Bomdila – A Kind of Homecoming
Walking down Main Street in Bomdila, I felt nostalgia well up in me like a spring. The timbered houses and pots beaming with flowers, the crisp breeze and cobalt sky were all reminiscent of distant places in the Alps. But instead there I was, in the foothills of the Eastern Himalayas, and the similitude was comfortable as a plush old recliner.
About half way into the stroll, we turned into a covered market hall where aromas of yak’s cheese and smoked morel mushrooms tickled my nose. Slotted spoons danced in shiny rows and a show of colourful woven baskets and bags had me looking this way and that. Finding a favourite among the traditional hand-loomed satchels proved far too difficult, and I finally narrowed it down to just three.
While coming out of the bazaar, our eyes fell on a man who reservedly returned our gaze. The high rubber boots and vest of dark fur that he wore gave him away as a yak herdsman or Brokpa. He had perhaps come into town to fetch supplies or to sell produce, a social interlude in his otherwise semi-nomadic life spent moving with his animals among the alpine meadows and sheltering in simple huts.
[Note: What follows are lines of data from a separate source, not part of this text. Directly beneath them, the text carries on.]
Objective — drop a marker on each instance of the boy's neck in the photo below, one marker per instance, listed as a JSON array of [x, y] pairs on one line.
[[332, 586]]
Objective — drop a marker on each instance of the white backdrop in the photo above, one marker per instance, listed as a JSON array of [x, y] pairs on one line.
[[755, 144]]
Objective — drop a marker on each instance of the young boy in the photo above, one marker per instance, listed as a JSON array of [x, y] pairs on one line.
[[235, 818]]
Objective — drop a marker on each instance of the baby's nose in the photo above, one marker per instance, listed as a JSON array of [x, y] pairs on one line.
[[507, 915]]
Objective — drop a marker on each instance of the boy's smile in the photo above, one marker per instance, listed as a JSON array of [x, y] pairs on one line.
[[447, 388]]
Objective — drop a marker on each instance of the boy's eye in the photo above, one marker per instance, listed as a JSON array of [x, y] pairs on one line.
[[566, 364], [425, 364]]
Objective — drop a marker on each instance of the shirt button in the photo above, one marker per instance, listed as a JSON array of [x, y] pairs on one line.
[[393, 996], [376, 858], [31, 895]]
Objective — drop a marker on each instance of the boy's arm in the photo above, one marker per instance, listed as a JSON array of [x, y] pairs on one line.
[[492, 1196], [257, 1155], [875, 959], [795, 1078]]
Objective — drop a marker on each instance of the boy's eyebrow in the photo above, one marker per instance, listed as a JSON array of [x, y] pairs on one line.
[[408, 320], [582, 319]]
Crossing the street, we asked the Brokpa if he would pose for a photo. He smiled with his eyes and his little turquoise earring jiggled slightly as he nodded in accord. Standing next to him, I admired the woven satchel he carried over his shoulder. Though weather-worn, a pattern of diamonds blinked up at me, same as the ones on my own bag bought only moments before; just one more endearing detail which made this place feel so like home.